Field Marshal Kesselring proclaimed October 8-14, 1944, as a special week, to be observed by all his troops in German-occupied Italy. “And what will be the nature of this week, Herr Marshal?” a staff general inquired.
“It will be known as Antipartisan Week,” Kesselring growled, “and we will observe it by exterminating this guerrilla resistance once and for all. Our German Wehrmacht is being stopped by a shadow.”
The shadow lay dark across the path of every retreating division as the Nazis moved northward through Italy after the evacuation of Rome. Partisans haunted the towns and hamlets the Germans passed, poisoning their water, putting their trucks out of commission with emery dust concealed in the bearings. They struck silently in Nazi bivouacs at night—the pad of feet, the gasp of a sentry garroted at his post. Land mines exploded along the line of march, snipers fired from ledges and faded away like phantoms, a key highway bridge crumbled before the retreating armies in a cloud of smoke and flying chunks of concrete. Kesselring’s own communication lines, repaired one day, were found cut in a dozen places the next. At the very moment that the marshal was announcing Antipartisan Week to his division commanders, a mysterious blast in the power plant plunged the room into darkness, and Kesselring stamped back to his quarters with his speech unfinished.
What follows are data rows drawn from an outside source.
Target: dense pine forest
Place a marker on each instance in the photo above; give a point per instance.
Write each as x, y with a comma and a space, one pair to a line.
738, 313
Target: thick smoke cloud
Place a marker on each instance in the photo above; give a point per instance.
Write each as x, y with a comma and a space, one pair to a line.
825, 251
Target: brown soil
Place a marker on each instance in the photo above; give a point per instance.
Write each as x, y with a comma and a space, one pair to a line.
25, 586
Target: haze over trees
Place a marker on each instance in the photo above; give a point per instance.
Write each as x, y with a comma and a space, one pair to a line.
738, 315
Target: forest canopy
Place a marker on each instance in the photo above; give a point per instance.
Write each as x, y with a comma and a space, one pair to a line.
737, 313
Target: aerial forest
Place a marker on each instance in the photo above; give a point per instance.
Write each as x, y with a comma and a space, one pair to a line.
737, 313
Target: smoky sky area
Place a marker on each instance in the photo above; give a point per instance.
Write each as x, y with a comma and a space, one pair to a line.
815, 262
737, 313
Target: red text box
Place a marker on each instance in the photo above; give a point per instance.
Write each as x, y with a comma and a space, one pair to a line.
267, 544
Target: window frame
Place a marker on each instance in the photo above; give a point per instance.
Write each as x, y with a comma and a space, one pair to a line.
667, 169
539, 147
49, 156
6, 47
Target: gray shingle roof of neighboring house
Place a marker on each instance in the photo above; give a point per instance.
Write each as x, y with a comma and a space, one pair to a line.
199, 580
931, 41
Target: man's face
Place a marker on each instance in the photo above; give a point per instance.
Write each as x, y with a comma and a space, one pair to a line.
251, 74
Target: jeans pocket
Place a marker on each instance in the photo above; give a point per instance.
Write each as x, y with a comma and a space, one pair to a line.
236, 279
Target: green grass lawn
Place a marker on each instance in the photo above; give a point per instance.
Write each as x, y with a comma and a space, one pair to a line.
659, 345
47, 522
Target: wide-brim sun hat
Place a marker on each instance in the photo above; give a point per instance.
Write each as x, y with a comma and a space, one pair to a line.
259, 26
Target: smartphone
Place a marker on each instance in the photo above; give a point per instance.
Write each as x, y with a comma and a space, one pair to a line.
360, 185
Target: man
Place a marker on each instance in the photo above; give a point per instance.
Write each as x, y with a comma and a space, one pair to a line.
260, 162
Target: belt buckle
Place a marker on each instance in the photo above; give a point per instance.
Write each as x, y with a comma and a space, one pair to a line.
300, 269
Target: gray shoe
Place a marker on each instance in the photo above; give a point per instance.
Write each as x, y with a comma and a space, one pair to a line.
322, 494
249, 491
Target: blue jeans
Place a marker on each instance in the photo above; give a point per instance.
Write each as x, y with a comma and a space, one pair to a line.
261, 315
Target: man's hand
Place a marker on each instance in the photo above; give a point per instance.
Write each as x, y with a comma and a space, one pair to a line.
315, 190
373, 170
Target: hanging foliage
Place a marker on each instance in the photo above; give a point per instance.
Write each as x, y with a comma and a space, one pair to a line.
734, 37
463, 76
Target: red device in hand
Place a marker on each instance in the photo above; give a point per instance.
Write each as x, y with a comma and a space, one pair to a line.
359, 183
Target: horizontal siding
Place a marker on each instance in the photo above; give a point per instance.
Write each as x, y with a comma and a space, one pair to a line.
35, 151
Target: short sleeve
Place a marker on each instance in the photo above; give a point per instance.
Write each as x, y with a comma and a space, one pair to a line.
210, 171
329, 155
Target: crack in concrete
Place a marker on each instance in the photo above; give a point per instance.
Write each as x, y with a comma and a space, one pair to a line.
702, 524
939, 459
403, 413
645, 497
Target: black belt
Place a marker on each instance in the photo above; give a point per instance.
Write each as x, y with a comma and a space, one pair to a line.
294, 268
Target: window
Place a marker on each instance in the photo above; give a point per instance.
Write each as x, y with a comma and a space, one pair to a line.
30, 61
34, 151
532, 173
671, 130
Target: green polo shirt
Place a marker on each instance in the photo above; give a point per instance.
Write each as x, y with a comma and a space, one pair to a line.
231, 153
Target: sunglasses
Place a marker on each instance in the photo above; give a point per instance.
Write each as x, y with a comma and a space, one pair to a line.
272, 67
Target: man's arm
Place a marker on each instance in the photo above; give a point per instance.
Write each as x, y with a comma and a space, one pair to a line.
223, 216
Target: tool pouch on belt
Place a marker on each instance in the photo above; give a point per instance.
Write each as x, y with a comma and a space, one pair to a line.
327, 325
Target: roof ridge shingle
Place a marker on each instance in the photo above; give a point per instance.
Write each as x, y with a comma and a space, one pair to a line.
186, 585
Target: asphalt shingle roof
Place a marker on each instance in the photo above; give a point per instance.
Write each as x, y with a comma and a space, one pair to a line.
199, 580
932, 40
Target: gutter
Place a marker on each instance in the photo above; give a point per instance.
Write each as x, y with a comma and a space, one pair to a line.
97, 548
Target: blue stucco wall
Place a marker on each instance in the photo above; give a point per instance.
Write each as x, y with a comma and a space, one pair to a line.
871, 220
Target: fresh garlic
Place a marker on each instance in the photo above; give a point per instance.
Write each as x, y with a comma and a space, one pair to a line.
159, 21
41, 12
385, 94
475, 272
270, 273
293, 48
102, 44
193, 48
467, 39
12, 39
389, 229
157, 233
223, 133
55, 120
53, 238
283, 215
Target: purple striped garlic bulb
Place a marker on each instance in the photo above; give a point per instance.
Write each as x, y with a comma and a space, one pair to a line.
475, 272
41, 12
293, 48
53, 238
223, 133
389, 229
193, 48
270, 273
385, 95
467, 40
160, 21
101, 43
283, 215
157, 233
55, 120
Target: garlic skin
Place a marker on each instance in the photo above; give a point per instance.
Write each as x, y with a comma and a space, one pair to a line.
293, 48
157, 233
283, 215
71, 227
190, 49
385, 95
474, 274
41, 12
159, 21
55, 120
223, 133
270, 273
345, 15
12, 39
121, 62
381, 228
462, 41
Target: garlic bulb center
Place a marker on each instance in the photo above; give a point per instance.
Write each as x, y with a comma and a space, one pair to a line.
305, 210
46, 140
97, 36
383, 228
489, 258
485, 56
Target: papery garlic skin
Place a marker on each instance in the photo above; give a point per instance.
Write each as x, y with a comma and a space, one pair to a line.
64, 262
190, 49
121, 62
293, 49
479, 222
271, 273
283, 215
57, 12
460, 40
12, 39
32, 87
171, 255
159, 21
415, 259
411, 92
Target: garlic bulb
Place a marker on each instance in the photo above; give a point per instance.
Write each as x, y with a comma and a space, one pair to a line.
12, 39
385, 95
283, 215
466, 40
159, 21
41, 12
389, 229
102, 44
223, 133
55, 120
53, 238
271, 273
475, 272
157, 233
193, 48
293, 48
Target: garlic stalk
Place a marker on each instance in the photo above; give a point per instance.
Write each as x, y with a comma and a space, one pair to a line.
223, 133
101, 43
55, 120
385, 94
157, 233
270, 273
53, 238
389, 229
The proud German army found itself on the defensive, fighting a force without substance. Sentries were ordered to walk in pairs, guards were doubled and redoubled. It was safer to risk the Allied Air Force in the daytime than to travel through partisan-held country at night. Whole battalions were withdrawn from combat zones to hunt the elusive resistance bands. One company of picked troops scoured the hills for a week in search of a parachuted O.S.S. radio team and returned empty-handed with a third of its complement wounded or missing. Furious, Kesselring proclaimed that henceforth any Allied agent caught working with the partisans, in uniform or not, would be shot on sight.
Threats and savage reprisals failed to cow the shadow army. Members of the resistance taken prisoner by the Nazi S.S. were castrated or had their eyes gouged out. Others were impaled on steel meat-hooks and hanged in village squares, a popular form of S.S. torture. The Germans would tie a prisoner’s hands, lift him off the ground, then lower him so that the two meat-hook points would penetrate the soft underside of his jaw, just inside the jawbone; and all the inhabitants of the village would be routed out at bayonet-point to watch his agonized writhings.
Still the partisans fought on, growing bolder and more numerous as Kesselring’s forces reached North Italy, where anti-Fascist, as well as anti-German, sentiment was strongest. Many former Italian army officers joined the civilian resistance groups and disclosed to them the formal organization of military units.
When the general German retreat to the Gothic Line—above Florence—was at its height, in the summer and fall of 1944, several major partisan groups deep inside northern Italy, supported by O.S.S. weapons and communication facilities, engaged in open combat with the Nazis. One of the principal uprisings was in the VaI d’Ossola, where a large resistance group led by O.S.S. agent “Como” attacked German garrisons along Lake Maggiore, hoping to clear the enemy from a stretch of the Swiss-Italian frontier. Marshal Kesselring committed two of his divisions to eliminate the Val d’Ossola bands, and they were bivouacked in the lakeside resort town of Cannobia. The partisans notified the O.S.S. in Bern, Switzerland, that they could capture the town if they were supported by Allied air attacks on certain specified targets, including enemy barracks and boats being used as transports. Bern passed the word to Caserta, and on September 25 the Tactical Air Force bombed so accurately that the partisans quickly took Cannobia.